In a pattern we’ve noticed before, Fifth Street Finance (NASDAQ:FSC) provided a preview of fourth-quarter earnings (its fiscal first quarter), NAV and bad debt. The news looked pretty good. Simultaneously, the Company announced a major stock offering, just 3 months after the previous offering.
Fifth Street suggested net investment income per share would come in at between $0.21-$0.24 per share, down from $0.26 last quarter but expected due to the dilutive stock offering in September. That’s still below the recently-upped dividend of $0.30, suggesting that FSC is adopting the strategy of growing assets and earnings to catch up with its payout over time.
The NAV is projected to remain essentially unchanged, which means the stock (which closed Thursday at $11.74) is being sold at a premium to NAV. The market is clearly supportive, especially as FSC is proposing to sell 8 million shares to go with 50 million already outstanding.
Fifth Street suggests bad debt is limited to non-accruing loans at 2 companies, unchanged from the last reporting period. Or in other words, we don’t have credit surprises likely to jump out when the official results are announced.
Finally, FSC announced (very preliminarily) that another lender has been arranged, with a $100 million revolving line that will (presumably) be added to its 3-year facility with Wachovia.
Our initial conclusions are as follows:
1. FSC’s balance sheet looks rock solid at the moment. With the new equity offering, the Company has more than a half-billion in equity and a maximum borrowing capacity of $250 million. All the debt is either SBIC or 3-year money, so there is reduced liquidity risk from mismatching loan assets and debt borrowings. This is no small matter. If we do face a double-dip recession, under-leveraged BDCs with available capital will be the best port in the storm.
2. Earnings per share will drop in the fiscal first quarter (calendar fourth quarter) and in the following quarter, thanks to these dilutions. Presumably, however, management will hold to the $0.30-per-quarter dividend until assets are deployed and earnings increase. The current yield is about 10.2%, which is OK.
3. We’re a little puzzled why FSC is accumulating so much cash and firepower at a time when good loan opportunities are still muted. Could an acquisition be in the crosshairs? Or is it just a matter of grabbing the money while it’s available?

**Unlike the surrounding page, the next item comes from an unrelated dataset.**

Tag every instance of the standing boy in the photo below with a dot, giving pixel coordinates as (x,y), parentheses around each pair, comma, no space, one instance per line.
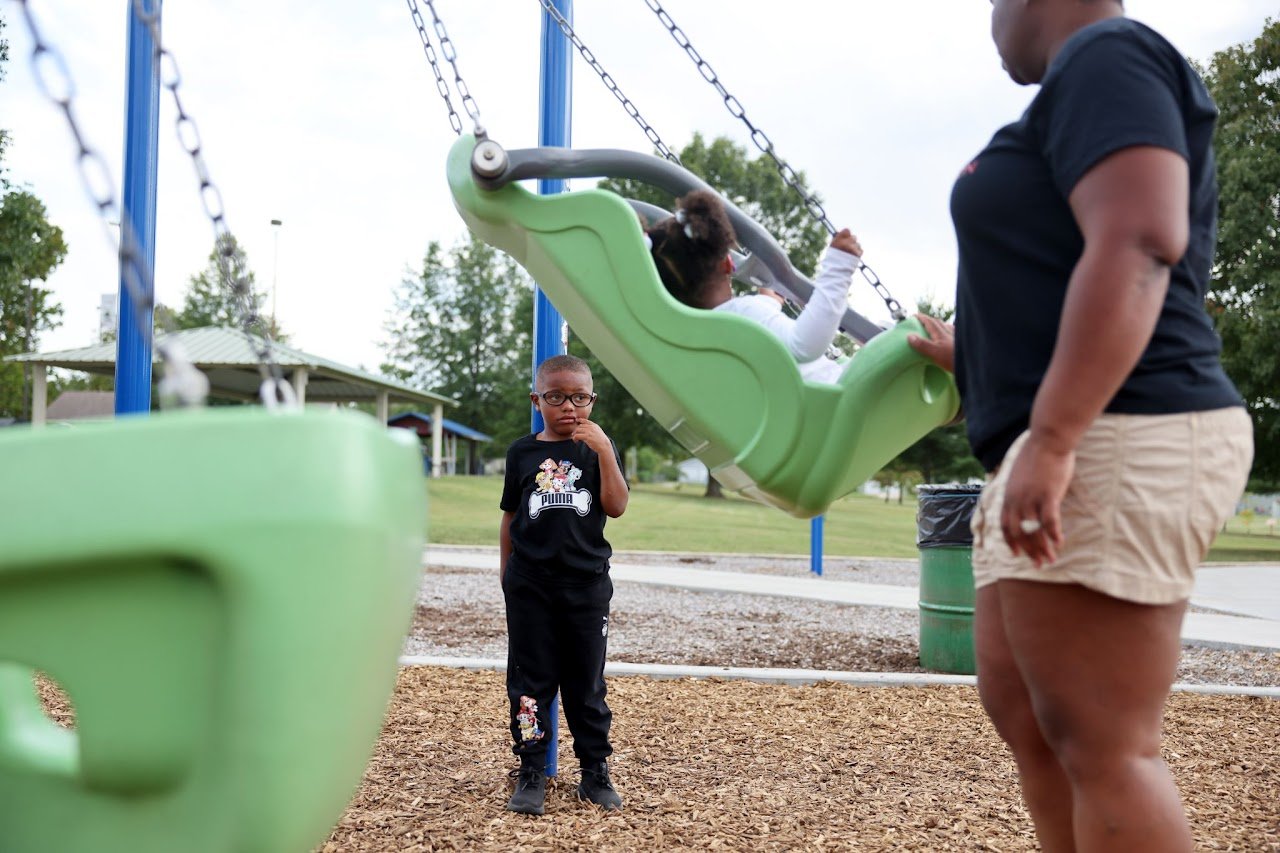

4. A few days ago, we calculated that FSC could ramp up its assets to more than $600 million. After this last round of capital raising and new revolver, FSC could top out well past $750 million in assets and even aim at $1 billion. That would take it into the higher echelons of the BDC industry just a couple of years after its initial IPO. Does management have the proper set of skills and systems to maintain adequate credit quality with so much money to spend? With such a short history, it’s impossible to tell.